I'm surprised that this group of travelers doesn't sound like they are elderly and certainly there were men in the group. I fear that they were perhaps scammed in some way (to bring a lot of cash to pay for the supposed surgery - this is a known thing).

"Mistaken identity" implies that these poor travelers resembled (van-wise or personally) the people sought by the cartel/bad guys? I just am shaking my head about this, as I'm wondering who exactly the bad guys were targeting (people clearly American; American license plates; men and women traveling together, clearly a kind of vacation - a medi-vacation, but how would the bad guys even known that?)

I'm very skeptical of the "mistaken identity" phrase, unless there is other information.

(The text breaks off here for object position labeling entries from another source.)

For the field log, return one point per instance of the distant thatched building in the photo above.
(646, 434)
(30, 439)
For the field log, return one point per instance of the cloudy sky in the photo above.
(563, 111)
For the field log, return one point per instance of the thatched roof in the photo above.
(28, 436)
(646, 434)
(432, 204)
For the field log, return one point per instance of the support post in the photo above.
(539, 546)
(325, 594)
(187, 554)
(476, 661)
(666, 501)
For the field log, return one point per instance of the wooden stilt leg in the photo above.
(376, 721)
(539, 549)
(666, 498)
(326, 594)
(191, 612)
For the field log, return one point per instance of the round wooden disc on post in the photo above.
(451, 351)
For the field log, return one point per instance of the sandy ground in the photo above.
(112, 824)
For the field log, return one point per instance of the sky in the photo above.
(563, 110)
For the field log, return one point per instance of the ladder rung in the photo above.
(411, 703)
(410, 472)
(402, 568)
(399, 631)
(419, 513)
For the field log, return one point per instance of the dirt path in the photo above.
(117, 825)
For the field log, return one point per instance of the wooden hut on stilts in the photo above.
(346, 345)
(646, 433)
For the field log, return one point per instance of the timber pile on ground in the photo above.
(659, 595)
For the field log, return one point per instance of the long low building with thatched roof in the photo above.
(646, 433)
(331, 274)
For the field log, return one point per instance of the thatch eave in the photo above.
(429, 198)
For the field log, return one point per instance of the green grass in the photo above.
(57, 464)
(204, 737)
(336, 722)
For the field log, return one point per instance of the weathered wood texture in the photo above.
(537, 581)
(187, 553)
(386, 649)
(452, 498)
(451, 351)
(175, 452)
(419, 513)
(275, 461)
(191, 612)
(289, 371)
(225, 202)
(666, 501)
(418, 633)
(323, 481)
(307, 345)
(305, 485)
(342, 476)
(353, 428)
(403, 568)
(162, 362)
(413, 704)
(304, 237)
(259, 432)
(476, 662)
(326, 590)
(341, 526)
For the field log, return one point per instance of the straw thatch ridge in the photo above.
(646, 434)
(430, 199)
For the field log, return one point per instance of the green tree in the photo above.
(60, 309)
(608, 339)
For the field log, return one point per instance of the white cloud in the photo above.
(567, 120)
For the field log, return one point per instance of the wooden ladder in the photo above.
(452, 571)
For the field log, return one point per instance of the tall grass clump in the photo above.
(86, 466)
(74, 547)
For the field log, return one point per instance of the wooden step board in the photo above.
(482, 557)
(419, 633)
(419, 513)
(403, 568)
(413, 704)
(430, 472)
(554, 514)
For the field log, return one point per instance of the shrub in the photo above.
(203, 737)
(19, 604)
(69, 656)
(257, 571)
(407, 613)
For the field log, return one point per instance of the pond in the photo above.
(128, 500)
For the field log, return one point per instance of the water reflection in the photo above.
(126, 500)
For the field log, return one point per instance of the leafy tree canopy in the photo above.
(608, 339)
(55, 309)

Mexico is really fun (and cheap) - until it isn't. I'm trying not to be a Negative Nancy, but, well, after living in El Paso/Juarez for quite some time and being fairly adventurous myself (lived alone in Southern Mexico), I hesitate very much to encourage trips to the border area.

IMO.
 
And it's kind of random, too. Thousands of Americans cross daily and most are not kidnapped. I used to be pretty cavalier about it (lived in southern Mexico for a while; will not lie - aspects of it were very scarcy, but I was very naïve and also thought of myself as lucky).

I'm surprised that this group of travelers doesn't sound like they are elderly and certainly there were men in the group. I fear that they were perhaps scammed in some way (to bring a lot of cash to pay for the supposed surgery - this is a known thing).

"Mistaken identity" implies that these poor travelers resembled (van-wise or personally) the people sought by the cartel/bad guys? I just am shaking my head about this, as I'm wondering who exactly the bad guys were targeting (people clearly American; American license plates; men and women traveling together, clearly a kind of vacation - a medi-vacation, but how would the bad guys even known that?)

I'm very skeptical of the "mistaken identity" phrase, unless there is other information.

Mexico is really fun (and cheap) - until it isn't. I'm trying not to be a Negative Nancy, but, well, after living in El Paso/Juarez for quite some time and being fairly adventurous myself (lived alone in Southern Mexico), I hesitate very much to encourage trips to the border area.

IMO.
I really appreciate your insight. thank you.